Abstract:
This final year project explored the implementation of a predictive maintenance strategy within Sonatrach LNG1/Z complex, aiming to enhance maintenance management within the complex. Facing the limitations of traditional maintenance approaches, which often lead to unexpected downtime and high costs, the primary objective was to develop a system capable of anticipating equipment failures before they occur, using artificial intelligence.
The study began with a detailed presentation of the operational context and specific challenges at the GNL1/Z complex. And then explore the fundamentals of artificial intelligence, including Machine Learning and Deep Learning architectures, and MLPs, CNNs, GRUs, LSTMs algorithms. The core of the approach involved analyzing historical equipment data to identify the most suitable algorithm for this work.

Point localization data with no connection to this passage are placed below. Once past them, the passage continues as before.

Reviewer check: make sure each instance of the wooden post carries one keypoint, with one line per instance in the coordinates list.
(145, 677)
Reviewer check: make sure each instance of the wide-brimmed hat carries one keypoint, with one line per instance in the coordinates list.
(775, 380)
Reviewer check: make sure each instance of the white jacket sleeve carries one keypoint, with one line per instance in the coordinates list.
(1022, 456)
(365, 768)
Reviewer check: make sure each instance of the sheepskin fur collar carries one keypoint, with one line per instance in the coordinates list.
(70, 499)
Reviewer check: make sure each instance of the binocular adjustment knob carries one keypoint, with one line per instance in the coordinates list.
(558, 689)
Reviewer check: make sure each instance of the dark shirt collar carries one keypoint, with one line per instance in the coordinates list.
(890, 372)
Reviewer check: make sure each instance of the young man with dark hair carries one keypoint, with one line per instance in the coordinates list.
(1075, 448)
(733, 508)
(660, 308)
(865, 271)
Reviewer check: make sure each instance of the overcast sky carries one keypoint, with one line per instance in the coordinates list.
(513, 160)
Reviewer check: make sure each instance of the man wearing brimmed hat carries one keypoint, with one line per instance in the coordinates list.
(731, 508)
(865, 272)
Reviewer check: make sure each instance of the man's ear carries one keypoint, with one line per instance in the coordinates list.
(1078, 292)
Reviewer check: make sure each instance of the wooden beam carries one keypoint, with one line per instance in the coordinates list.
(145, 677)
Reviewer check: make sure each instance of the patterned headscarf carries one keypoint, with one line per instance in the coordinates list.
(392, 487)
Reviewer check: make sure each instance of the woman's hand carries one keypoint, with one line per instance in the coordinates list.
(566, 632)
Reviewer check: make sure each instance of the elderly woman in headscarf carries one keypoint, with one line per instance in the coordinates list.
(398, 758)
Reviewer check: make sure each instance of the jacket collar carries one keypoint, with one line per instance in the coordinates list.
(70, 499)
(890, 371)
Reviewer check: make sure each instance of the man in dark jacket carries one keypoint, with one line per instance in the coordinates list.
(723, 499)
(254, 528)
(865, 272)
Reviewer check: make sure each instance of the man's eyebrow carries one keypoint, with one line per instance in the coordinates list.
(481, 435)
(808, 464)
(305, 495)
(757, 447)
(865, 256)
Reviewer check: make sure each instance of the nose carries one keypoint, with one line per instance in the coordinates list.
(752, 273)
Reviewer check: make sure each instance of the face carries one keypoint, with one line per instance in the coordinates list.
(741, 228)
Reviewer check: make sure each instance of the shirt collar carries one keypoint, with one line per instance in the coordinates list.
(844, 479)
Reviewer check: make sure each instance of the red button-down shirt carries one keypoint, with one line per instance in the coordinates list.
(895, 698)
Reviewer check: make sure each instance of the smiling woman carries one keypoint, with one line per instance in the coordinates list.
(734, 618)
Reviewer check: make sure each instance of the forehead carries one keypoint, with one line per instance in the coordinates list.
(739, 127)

The implementation shows that Convolutional Neural Networks (CNNs) is the most effective algorithm for this application. The trained CNN model achieved a remarkable accuracy of 91.58% in predicting failures. This high performance allows the LNG1/Z complex to reliably anticipate potential breakdowns, for faster and more effective maintenance interventions. This will minimize unplanned downtime, reduce operational costs, optimize equipment lifespan, and increase facility safety. This approach represents a major strategic optimization for the continuous improvement of performance and competitiveness at Sonatrach LNG1/Z complex.